Having managed to drive on a drying track for 31 laps with wet tyres, Hamilton only stopped once in the entire race and then spent the rest of the race holding off Ricciardo. At one point, the Australian nearly got by at the chicane coming out of the tunnel but was squeezed by Hamilton and had to make do with second in a race that lasted just under 2 hours.
That wasn’t the only drama of note in an excellent race with Palmer, Raikkonen, Kvyat, Magnussen and Verstappen all crashing out, and embarrassingly for Sauber, their two drivers, Felipe Nasr and Marcus Ericsson taking each other out. However, the ebb and flow of Hamilton and Ricciardo’s battle were what made this Monaco GP so memorable, with the Red Bull man earning redemption two years later with victory.
2008 Monaco GP
Another wet Monaco GP. Another Lewis Hamilton driving masterclass. Another Lewis Hamilton victory. 8 years before the events of 2016, Hamilton once again lined up 3rd on the grid and ended the day at the top of the podium. However, it wasn’t plain sailing with the McLaren driver slipping to fifth early on after hitting the wall and suffering a puncture. Not for the first time though, a well-timed safety car bunched the field up and Hamilton’s extraordinary pace whilst fuelled with a heavy load meant he took the lead on lap 33 and never looked back.

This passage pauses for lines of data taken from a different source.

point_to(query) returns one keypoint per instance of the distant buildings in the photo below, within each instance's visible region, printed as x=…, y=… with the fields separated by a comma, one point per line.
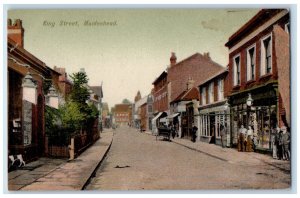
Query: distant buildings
x=122, y=114
x=258, y=77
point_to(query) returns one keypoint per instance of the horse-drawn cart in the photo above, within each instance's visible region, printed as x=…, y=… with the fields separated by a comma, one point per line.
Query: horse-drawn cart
x=164, y=132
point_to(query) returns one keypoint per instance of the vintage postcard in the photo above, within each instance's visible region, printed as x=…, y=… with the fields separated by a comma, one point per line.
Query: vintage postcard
x=161, y=98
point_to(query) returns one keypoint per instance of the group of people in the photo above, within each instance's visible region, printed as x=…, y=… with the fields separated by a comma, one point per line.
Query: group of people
x=281, y=144
x=246, y=139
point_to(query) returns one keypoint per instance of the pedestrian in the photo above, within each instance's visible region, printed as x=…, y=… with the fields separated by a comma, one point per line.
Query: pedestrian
x=279, y=146
x=223, y=134
x=194, y=131
x=241, y=139
x=173, y=131
x=249, y=144
x=286, y=138
x=275, y=142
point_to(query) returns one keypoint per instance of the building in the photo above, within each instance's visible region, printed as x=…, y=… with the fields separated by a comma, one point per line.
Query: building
x=182, y=114
x=213, y=109
x=122, y=113
x=161, y=102
x=259, y=66
x=27, y=79
x=64, y=84
x=135, y=110
x=196, y=67
x=96, y=96
x=149, y=109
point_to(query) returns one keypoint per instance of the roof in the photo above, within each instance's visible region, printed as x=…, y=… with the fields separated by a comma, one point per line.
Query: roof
x=122, y=107
x=97, y=90
x=161, y=76
x=35, y=63
x=214, y=76
x=187, y=95
x=248, y=27
x=198, y=56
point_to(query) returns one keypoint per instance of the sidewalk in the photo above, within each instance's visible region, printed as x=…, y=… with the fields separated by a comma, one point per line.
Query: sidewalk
x=57, y=174
x=231, y=155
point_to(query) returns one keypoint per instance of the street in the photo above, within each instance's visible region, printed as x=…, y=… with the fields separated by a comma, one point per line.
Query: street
x=137, y=161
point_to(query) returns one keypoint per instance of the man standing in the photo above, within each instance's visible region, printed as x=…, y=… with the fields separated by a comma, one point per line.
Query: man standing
x=286, y=138
x=223, y=134
x=241, y=140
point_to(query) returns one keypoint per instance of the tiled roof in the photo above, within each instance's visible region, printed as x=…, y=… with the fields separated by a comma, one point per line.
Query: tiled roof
x=186, y=95
x=97, y=90
x=122, y=107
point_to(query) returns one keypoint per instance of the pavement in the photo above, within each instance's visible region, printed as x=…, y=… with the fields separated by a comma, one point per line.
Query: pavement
x=137, y=161
x=48, y=174
x=231, y=155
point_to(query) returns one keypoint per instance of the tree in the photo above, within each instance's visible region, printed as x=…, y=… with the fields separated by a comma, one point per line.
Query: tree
x=126, y=101
x=79, y=91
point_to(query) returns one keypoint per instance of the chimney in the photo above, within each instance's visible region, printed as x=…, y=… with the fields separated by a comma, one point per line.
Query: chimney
x=16, y=31
x=173, y=59
x=190, y=83
x=206, y=55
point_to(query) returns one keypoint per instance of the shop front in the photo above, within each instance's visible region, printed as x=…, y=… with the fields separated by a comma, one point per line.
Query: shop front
x=211, y=120
x=256, y=109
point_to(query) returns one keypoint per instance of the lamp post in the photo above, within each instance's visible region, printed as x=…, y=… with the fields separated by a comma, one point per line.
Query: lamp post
x=249, y=100
x=53, y=97
x=29, y=89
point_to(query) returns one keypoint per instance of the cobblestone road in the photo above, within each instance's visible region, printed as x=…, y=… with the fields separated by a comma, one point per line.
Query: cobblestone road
x=137, y=161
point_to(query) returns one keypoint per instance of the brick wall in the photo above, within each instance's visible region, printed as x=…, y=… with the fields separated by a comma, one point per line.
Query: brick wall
x=198, y=67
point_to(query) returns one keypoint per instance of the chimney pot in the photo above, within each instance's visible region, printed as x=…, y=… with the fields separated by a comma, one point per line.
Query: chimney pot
x=173, y=59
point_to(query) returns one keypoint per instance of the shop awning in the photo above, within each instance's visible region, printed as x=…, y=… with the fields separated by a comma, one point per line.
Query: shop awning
x=173, y=115
x=156, y=117
x=163, y=119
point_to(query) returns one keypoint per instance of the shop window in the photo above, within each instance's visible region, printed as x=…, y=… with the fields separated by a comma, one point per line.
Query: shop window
x=236, y=70
x=266, y=55
x=203, y=95
x=211, y=92
x=287, y=27
x=251, y=63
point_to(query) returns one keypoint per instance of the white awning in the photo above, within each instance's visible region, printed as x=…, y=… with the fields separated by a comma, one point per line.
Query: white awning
x=164, y=119
x=156, y=117
x=173, y=115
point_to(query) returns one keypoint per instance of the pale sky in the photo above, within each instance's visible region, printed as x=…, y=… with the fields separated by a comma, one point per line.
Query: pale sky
x=129, y=55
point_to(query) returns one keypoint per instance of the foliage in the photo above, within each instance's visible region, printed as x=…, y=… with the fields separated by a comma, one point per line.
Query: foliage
x=79, y=91
x=72, y=117
x=126, y=101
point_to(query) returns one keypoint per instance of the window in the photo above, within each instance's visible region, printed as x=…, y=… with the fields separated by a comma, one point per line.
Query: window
x=236, y=70
x=220, y=89
x=203, y=95
x=266, y=55
x=149, y=108
x=211, y=92
x=251, y=64
x=287, y=27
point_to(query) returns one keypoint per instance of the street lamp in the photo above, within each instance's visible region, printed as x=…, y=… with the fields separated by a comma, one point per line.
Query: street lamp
x=53, y=97
x=249, y=100
x=226, y=105
x=29, y=89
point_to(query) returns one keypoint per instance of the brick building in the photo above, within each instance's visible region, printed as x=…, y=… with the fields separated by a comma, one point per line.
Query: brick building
x=213, y=111
x=196, y=67
x=122, y=113
x=64, y=84
x=161, y=102
x=181, y=116
x=259, y=66
x=27, y=76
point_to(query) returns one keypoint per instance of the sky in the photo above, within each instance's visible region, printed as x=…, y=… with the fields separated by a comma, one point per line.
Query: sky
x=127, y=48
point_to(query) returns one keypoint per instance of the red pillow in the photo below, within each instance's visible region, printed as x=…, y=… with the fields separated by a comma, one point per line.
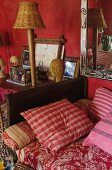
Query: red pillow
x=57, y=124
x=102, y=103
x=83, y=104
x=19, y=135
x=101, y=135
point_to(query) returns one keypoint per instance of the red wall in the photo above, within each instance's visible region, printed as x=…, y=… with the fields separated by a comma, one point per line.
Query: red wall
x=60, y=17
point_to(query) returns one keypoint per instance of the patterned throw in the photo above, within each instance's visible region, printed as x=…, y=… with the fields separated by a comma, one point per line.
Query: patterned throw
x=4, y=153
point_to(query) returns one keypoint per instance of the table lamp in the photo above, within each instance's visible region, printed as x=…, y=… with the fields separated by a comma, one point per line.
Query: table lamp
x=29, y=18
x=95, y=21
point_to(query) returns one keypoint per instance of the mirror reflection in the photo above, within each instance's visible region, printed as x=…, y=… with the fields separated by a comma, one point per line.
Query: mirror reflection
x=98, y=61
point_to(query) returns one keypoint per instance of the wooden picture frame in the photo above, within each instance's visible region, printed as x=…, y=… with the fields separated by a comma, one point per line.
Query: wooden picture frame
x=46, y=50
x=72, y=67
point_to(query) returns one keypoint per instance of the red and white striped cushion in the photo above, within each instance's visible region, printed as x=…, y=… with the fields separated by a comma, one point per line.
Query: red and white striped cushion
x=102, y=102
x=57, y=124
x=101, y=135
x=19, y=135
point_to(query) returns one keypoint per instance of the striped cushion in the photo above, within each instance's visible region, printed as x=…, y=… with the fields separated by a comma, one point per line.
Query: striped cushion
x=101, y=135
x=19, y=135
x=102, y=102
x=57, y=124
x=83, y=104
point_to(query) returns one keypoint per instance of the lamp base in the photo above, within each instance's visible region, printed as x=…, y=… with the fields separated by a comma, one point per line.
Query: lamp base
x=2, y=74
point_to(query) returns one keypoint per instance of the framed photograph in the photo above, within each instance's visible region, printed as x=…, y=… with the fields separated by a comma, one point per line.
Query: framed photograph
x=72, y=67
x=46, y=50
x=25, y=58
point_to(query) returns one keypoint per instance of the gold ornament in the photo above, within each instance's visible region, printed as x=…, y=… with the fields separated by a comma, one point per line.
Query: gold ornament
x=57, y=69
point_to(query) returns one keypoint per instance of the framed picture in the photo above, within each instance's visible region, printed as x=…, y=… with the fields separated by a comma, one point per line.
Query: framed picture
x=46, y=50
x=25, y=58
x=72, y=67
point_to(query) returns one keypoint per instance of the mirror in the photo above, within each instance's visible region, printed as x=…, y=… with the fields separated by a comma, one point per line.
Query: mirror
x=100, y=64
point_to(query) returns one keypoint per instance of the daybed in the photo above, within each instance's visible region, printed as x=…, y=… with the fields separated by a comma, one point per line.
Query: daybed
x=70, y=150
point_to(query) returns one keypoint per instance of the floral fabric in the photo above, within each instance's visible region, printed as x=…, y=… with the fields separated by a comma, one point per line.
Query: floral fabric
x=72, y=157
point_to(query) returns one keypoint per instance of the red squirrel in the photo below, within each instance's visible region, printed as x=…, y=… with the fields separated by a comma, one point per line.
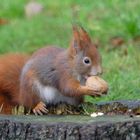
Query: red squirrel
x=52, y=75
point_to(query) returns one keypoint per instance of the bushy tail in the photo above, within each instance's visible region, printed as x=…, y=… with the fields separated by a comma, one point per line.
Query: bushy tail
x=10, y=69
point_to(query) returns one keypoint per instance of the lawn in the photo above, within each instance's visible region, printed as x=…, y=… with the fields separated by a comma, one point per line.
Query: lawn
x=103, y=20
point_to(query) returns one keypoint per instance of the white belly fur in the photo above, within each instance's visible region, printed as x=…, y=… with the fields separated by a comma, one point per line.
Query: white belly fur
x=51, y=95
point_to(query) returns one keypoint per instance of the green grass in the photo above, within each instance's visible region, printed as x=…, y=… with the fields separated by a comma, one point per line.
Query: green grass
x=102, y=19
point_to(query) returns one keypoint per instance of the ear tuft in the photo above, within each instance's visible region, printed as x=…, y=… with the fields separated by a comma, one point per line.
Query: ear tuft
x=84, y=35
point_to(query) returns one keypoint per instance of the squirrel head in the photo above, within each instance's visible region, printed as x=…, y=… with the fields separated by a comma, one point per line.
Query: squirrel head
x=85, y=57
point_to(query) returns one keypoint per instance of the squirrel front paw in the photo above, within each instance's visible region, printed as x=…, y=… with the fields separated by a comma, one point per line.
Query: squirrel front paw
x=40, y=109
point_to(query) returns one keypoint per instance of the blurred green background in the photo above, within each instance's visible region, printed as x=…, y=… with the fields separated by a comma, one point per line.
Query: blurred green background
x=113, y=24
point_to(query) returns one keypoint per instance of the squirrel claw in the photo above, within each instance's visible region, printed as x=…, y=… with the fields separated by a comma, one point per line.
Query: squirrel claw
x=40, y=108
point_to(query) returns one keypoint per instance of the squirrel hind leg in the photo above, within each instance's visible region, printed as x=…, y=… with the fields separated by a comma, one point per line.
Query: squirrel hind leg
x=40, y=109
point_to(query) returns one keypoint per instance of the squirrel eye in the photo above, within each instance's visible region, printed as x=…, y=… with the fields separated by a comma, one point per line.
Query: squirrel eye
x=86, y=60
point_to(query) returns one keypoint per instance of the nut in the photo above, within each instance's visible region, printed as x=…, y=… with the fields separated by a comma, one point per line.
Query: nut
x=96, y=82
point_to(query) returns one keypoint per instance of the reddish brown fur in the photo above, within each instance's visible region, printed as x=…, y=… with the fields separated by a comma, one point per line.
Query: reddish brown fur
x=68, y=69
x=10, y=69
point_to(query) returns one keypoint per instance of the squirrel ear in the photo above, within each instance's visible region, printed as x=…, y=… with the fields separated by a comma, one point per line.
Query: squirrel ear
x=76, y=38
x=84, y=35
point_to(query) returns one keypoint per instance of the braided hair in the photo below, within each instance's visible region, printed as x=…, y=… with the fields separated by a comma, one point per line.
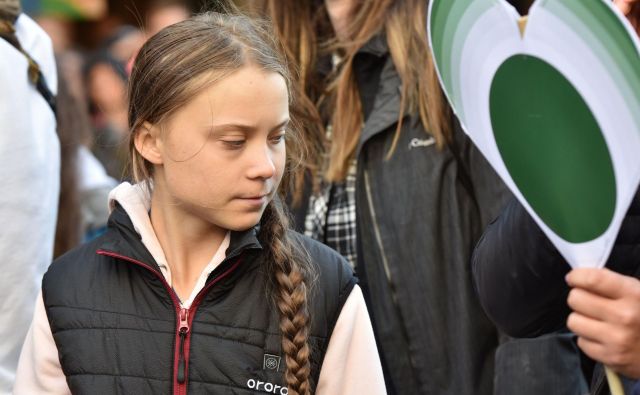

If Hamilton’s pace was impressive, then Sebastian Vettel in the Toro Rosso was also something to behold, finishing 5th after starting a lowly 19th. Arguably though, the driver of the day was one that didn’t even finish the Grand Prix. Force India driver Adrian Sutil had similarly started near the back, keeping out of trouble to rise from 18th to 4th with just nine laps remaining. It was at that point though, that Kimi Raikkonen mistimed his braking coming out of the tunnel, careering into the back of Sutil and forcing him into retirement.
The loss in revenue for Force India from missing out on points finish, and the comparative gain for Mclaren and Hamilton from keeping the car going and then taking the 10 points for victory highlighted the fine margins at play in the world of Formula 1. Not only was it one of the best Monaco GP’s to witness, but it was also perhaps one of the best at demonstrating the unforgiving nature of the Monte Carlo circuit. When it goes wrong, it can go horribly wrong. However, get it right and it is exhilarating, as Hamilton demonstrated in customary style.